Just as the Spheres seem to have won, a Krill war party arrives and shows "no mercy ... for the glory of Avis." The temporary alliance of Krill and Union forces slowly turns the tide of battle even though many more Union ships and Krill destroyers are lost. The Orville itself loses its upper quantum ring when it collides with a lesser Sphere. However, the battle was won: the remaining Kaylon Spheres retreat.

Dalak tells Mercer that Avis brought them together for a reason: "We shall see where that path leads." The Krill force then returns home.

Act 7 Edit

The crew debates reviving Isaac. Yaphit decides to give it a try and manages to restart Isaac.

In orbit above Earth, the fleet makes repairs at the Union Dockyard. In Admiral Halsey's office in Union Central, Halsey informs Mercer and Grayson that the Planetary Union Council is debating whether to dismantle Isaac, but the commanders convince him to allow Isaac to return to the Orville so long as the Council agrees.

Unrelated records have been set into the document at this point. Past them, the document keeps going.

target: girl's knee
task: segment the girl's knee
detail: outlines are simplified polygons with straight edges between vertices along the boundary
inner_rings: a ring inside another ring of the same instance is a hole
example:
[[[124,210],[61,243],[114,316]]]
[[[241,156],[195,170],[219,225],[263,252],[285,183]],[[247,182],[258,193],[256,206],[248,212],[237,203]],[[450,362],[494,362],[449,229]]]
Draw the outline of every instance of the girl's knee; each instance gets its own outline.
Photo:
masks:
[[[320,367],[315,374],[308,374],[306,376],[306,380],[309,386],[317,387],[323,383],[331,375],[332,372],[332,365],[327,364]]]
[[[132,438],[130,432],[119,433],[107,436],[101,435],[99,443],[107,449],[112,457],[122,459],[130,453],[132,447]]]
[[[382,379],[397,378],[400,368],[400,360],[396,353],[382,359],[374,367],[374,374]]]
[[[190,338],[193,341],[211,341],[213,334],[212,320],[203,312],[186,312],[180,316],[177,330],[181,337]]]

Isaac looks for Kaylon 1 from the window in the Briefing Room. He tells Claire that he no longer has a home. She replies:

I understand you're alone in the universe. And, for a time, that's something you'll have to live with. There's an old Human custom called forgiveness. It, too, takes time. But it must have a beginning. Goodnight, Isaac.

Production Edit

Writing Edit

The idea for Identity came early in production of Season 1,[8] originally intended as the season finale, but was tabled for Season 2 to allow more character development.[9] Jeff Bond, author of The World of the Orville, said that a story arc for Season 2 was already discussed by the close of the first. "I'm very interested because there's one character in particular that they had a plan for, what they were going to do with him for Season 2, and I'd love to see them do it; but I can't tell you what that plan is."[10] It is now believed that Bond was speaking of the pivotal mid-season scripts for Identity, which revealed Isaac's true origins and the dark machinations of the Kaylon species.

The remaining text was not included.